Attracting the right talent

Talking about flexibility in job adverts really does help businesses attract more, and better quality, candidates. Research by the UK Government’s Behavioural Insights Team and the jobs website Indeed shows offering flex explicitly in job adverts would increase applications by up to 30%.

While on the ground, we know of senior law partners who had struggled to recruit, and were then blown away by the change in the range and quality of applications when they mentioned flex and specifically part time roles. And Zurich Insurance, which employs around 240 people in Scotland, found a 45% increase in senior women applying for roles after it added wording about flex to adverts.
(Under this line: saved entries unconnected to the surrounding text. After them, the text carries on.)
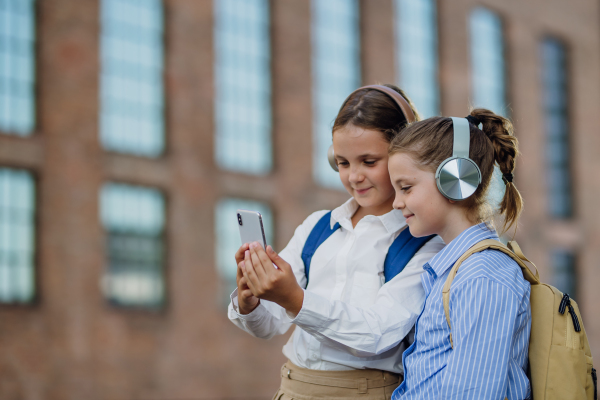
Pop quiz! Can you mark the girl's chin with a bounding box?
[407,225,429,238]
[355,198,387,210]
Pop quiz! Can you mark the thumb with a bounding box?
[267,245,291,271]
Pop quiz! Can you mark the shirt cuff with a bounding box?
[229,288,265,322]
[290,290,328,331]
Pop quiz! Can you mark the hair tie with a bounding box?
[465,115,482,127]
[502,172,514,184]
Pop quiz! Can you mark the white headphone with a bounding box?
[435,117,481,201]
[327,85,417,172]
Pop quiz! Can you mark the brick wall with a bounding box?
[0,0,598,399]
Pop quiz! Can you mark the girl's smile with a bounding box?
[354,186,373,195]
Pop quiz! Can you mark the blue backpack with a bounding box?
[301,211,435,286]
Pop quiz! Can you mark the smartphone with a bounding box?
[237,209,267,249]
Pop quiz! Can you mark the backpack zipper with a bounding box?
[592,367,597,400]
[559,293,581,332]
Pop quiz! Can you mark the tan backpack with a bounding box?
[442,239,596,400]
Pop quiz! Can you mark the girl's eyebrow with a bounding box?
[357,153,380,158]
[394,177,409,186]
[335,153,381,160]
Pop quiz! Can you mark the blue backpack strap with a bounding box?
[384,229,436,282]
[301,211,340,287]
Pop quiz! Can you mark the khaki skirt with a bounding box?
[272,360,401,400]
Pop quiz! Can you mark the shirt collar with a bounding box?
[427,222,499,278]
[330,198,407,233]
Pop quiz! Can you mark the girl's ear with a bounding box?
[448,199,456,204]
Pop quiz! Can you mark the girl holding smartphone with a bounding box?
[229,85,445,400]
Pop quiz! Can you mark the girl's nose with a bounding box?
[393,195,405,210]
[348,168,364,184]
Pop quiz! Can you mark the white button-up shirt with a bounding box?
[228,198,445,373]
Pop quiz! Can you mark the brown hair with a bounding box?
[332,84,421,143]
[388,108,523,233]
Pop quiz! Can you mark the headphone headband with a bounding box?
[347,85,417,123]
[435,117,482,201]
[450,117,470,159]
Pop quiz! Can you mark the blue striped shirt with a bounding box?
[393,223,531,400]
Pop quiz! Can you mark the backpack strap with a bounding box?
[301,211,340,287]
[383,230,436,283]
[442,239,540,348]
[301,213,436,287]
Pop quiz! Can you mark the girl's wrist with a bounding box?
[239,298,260,315]
[280,286,304,318]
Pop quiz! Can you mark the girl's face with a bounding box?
[333,125,395,216]
[388,152,454,238]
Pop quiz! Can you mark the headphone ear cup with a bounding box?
[435,158,481,200]
[327,145,339,172]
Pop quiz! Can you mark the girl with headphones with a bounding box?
[387,110,531,399]
[228,84,444,399]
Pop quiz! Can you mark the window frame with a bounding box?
[310,0,361,189]
[0,0,38,136]
[213,0,273,176]
[393,0,440,118]
[0,165,38,306]
[99,0,167,158]
[540,36,574,219]
[99,181,169,311]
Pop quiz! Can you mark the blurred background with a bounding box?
[0,0,599,399]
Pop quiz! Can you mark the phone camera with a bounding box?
[237,213,243,226]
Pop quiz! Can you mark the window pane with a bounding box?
[394,0,439,118]
[541,39,572,218]
[551,250,576,300]
[312,0,360,188]
[100,182,165,308]
[215,198,273,301]
[100,0,164,157]
[214,0,272,175]
[0,167,36,303]
[0,0,36,135]
[470,7,506,116]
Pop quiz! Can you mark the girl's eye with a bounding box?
[401,186,412,192]
[337,161,349,167]
[364,160,376,166]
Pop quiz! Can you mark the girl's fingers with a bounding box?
[267,246,291,272]
[235,243,249,264]
[254,244,277,277]
[243,250,261,295]
[236,261,244,281]
[249,244,269,280]
[238,275,250,290]
[240,288,255,300]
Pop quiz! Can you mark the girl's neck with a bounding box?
[351,198,394,228]
[438,211,480,244]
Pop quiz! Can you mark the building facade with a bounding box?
[0,0,599,399]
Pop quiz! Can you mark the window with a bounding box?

If flexibility isn’t mentioned, it will put off good people applying, especially women who tend to feel they need to tick every box. We recently spoke to a group of women returners. They were all smart women who’d previously worked in managerial roles and taken a career break. Every single one of them wanted flexibility, and they were really struggling to find it.


Starting a conversation

Mentioning flexibility doesn’t have to be a big commitment for employers. It’s not necessarily about creating lots of part-time, or home-working roles specifically. It’s simply about starting a conversation with the right person and seeing if there’s a way of working that is mutually beneficial.



Showcasing flex outside job adverts

I hope that if you’ve read this far (!) you get what offering flex can do for recruitment and business more generally. But job adverts aren’t the only place you can showcase happy, healthy work culture.

Candidates often research prospective employer websites and social media channels, so it’s well worth flagging flexible working and other work life balance benefits on these digital platforms to help entice quality candidates.


Future improvements

It’s important to point out we are going in the right direction. More job adverts mention flex than ever before. But with seven in 10 Scots saying they already work flex, or want to, clearly we’re a long way off supply meeting demand.

I hope that more employers who are already embracing greater flex as a result of the pandemic will soon connect the dots when it comes to reaping the benefits of flex during recruitment too.